Et cela aurait au moins le mérite de forcer nos élus à s’intéresser à un sujet aussi crucial pour l’avenir du Québec.

D’ici là, on ne peut qu’espérer que le prochain budget donne enfin au Scientifique en chef les moyens de ses ambitions.

Depuis sa nomination à ce titre à l’été 2011, le Dr Rémi Quirion en est à son troisième patron (M. Duchesne après MM. Hamad et Gignac).

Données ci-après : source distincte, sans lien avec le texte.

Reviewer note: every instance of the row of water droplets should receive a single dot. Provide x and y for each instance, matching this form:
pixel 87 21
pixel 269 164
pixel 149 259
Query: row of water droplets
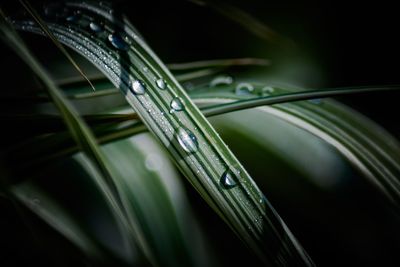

Aucun d’entre eux n’étant issu ou proche du milieu de la recherche, il a eu tout un défi à relever pour leur expliquer la dynamique de ce milieu et les enjeux.

Depuis son arrivée, le Scientifique en chef s’est surtout consacré à réorganiser l’administration des Fonds de recherche.

Il a lui aussi consulté le milieu et reçu des dizaines de propositions de recherches «intersectorielles» à prioriser.

Mais il ne dispose encore que d’un beau gros zéro dollar pour les financer.

En abolissant la hausse des frais de scolarité, le gouvernement a privé les universités de montants substantiels.

Va-t-il se rattraper en débloquant nettement plus de fonds pour la recherche ?

Rémi Quirion estime que Québec devrait doubler le montant investi en recherche d’ici cinq ans.

Ça peut sembler gros et utopique, mais il ne s’agit jamais que de 200 millions de dollars en plus d’ici 2017.

Ceci dit, si Québec parvient au moins avec cette nouvelle politique à maximiser les retombées de ce qu’on investit, en répondant vraiment aux besoins et non aux desiderata de quelques groupes d’intérêt, ce sera déjà un net progrès.

5 commentaires à propos de “Où s’en va la recherche québécoise ?

  1. Mme Bordes, vous écrivez: « En abolissant la hausse des frais de scolarité, le gouvernement a privé les universités de montants substantiels.

    Va-t-il se rattraper en débloquant nettement plus de fonds pour la recherche ? »

    Est-ce à dire que les étudiants devraient, selon vous, financer la recherche universitaire?